Sri Lankan Government is bound by Standard Minimum Rules for the Treatment of Prisoners ,laid down by the United Nations. These among other things, guarenttes you and other fellow prisoners, the right to have fresh air, light and right to read. If you do not get these, you have right to complaint till you get.
Following words of Supreme Court judge from United State is worth repeating.
When the prison gates slam behind an inmate, he does not lose his human quality his mind does not become closed to ideas his intellect does not cease to feed on a free and open interchange of opinions his yearning for self-respect does not end nor is his quest for self-realization concluded. If anything, the needs for identity and self-respect are more compelling in the dehumanizing prison environment. US Supreme Court Justice Thurgood Marshall wrote in Procunier v Martinez
416 US 428 (1974)
:
The UN Minimum rules states that In all places where prisoners are required to live or work,
(a) The windows shall be large enough to enable the prisoners to read or work by natural light, and shall be so constructed that they can allow the entrance of fresh air whether or not there is artificial ventilation
(b) Artificial light shall be provided sufficient for the prisoners to read or work without injury to eyesight.
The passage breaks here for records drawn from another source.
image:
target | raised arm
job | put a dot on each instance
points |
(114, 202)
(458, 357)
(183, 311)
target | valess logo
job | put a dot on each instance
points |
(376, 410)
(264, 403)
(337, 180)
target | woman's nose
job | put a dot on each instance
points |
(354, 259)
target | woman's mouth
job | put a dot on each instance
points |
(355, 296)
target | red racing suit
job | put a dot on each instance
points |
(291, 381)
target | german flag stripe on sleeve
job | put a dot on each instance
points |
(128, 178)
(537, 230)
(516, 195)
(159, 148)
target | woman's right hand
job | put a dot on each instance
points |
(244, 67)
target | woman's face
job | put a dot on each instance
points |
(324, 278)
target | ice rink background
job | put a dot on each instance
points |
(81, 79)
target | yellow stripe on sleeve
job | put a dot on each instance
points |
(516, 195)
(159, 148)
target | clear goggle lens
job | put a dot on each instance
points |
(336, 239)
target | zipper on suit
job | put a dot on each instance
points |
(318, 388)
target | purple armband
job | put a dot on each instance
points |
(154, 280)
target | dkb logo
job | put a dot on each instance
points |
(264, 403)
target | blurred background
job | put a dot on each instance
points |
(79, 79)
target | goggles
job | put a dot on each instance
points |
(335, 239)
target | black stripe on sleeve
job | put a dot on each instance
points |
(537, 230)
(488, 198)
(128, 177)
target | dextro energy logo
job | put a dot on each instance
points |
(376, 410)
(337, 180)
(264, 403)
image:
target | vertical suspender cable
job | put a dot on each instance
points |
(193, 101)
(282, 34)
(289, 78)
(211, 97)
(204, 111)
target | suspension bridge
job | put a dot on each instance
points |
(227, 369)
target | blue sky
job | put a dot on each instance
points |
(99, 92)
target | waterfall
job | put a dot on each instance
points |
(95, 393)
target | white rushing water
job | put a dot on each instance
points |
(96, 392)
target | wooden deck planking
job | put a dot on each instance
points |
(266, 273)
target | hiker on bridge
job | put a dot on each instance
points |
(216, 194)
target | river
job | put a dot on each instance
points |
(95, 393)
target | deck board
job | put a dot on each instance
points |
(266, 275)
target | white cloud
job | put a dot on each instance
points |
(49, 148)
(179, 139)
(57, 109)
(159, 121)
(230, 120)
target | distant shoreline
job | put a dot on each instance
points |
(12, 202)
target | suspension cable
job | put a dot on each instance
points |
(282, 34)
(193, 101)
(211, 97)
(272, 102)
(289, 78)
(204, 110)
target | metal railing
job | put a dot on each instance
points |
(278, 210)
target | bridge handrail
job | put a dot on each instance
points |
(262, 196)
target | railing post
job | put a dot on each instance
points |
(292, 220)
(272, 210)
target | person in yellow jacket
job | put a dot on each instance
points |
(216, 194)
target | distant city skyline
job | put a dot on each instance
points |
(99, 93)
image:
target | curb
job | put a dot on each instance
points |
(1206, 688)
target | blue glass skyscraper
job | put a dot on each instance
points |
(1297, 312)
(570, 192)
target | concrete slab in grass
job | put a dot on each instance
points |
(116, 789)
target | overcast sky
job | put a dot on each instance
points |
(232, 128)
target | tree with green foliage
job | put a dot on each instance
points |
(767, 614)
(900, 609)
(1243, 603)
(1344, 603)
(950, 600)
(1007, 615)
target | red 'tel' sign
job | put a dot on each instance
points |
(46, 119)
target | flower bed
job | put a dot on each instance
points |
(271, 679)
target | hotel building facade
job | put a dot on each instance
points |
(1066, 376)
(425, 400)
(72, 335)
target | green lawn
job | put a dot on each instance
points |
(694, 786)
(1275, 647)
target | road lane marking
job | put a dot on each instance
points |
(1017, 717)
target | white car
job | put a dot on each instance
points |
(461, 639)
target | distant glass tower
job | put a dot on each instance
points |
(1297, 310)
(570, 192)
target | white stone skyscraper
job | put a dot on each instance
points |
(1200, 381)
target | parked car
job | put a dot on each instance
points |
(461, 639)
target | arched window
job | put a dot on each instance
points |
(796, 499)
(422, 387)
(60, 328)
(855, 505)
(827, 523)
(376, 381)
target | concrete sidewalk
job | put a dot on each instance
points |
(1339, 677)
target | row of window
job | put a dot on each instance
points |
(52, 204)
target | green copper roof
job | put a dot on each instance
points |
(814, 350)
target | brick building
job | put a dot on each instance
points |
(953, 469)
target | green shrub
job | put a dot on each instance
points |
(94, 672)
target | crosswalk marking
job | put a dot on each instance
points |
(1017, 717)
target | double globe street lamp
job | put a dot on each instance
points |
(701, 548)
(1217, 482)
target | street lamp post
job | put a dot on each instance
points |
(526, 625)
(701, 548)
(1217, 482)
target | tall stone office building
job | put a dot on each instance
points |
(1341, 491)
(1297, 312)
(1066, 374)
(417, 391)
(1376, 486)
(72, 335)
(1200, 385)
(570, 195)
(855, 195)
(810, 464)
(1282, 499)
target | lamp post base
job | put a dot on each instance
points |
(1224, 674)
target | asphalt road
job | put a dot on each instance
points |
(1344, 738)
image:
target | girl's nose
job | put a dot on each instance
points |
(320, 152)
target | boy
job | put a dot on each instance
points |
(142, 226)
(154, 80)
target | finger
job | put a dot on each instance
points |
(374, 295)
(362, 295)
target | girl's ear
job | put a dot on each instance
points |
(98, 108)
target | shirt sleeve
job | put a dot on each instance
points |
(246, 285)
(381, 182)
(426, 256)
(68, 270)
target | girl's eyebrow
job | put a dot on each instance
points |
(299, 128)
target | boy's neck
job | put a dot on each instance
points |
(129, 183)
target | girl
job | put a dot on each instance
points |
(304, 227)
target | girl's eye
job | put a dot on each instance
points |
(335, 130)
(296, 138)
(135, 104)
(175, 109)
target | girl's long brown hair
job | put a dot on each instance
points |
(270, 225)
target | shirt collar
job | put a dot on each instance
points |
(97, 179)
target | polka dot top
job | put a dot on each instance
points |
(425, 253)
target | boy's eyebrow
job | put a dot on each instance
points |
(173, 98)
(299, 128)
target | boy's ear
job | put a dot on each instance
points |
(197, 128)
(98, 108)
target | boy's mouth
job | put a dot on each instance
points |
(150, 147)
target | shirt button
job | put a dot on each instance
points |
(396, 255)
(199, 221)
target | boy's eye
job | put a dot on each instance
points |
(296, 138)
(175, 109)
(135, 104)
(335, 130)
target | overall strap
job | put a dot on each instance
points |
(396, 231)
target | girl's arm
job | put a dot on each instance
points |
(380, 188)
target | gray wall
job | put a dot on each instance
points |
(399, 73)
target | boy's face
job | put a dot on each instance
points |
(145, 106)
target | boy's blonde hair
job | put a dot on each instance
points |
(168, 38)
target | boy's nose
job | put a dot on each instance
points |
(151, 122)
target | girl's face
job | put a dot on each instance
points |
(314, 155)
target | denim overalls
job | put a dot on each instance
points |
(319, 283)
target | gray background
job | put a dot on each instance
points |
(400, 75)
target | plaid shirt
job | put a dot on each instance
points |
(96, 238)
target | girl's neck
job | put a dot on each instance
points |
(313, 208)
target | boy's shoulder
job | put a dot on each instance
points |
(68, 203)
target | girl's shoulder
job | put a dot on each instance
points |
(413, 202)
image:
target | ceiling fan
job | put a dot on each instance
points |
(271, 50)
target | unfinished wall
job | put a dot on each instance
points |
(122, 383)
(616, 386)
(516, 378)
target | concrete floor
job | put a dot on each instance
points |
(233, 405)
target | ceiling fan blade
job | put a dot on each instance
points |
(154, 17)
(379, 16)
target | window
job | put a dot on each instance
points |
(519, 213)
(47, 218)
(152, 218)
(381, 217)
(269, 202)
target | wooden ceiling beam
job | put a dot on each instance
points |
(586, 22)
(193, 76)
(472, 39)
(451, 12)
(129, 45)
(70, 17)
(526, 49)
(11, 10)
(Standard Minimum Rules for the Treatment of Prisoners:
Adopted by the First United Nations Congress on the Prevention of Crime and the Treatment of Offenders, held at Geneva in 1955, and approved by the Economic and Social Council by its resolutions 663 C (XXIV) of 31 July 1957 and 2076 (LXII) of 13 May 1977).
People outside have a right and duty to send books to the prisoners. Why not start doing it now.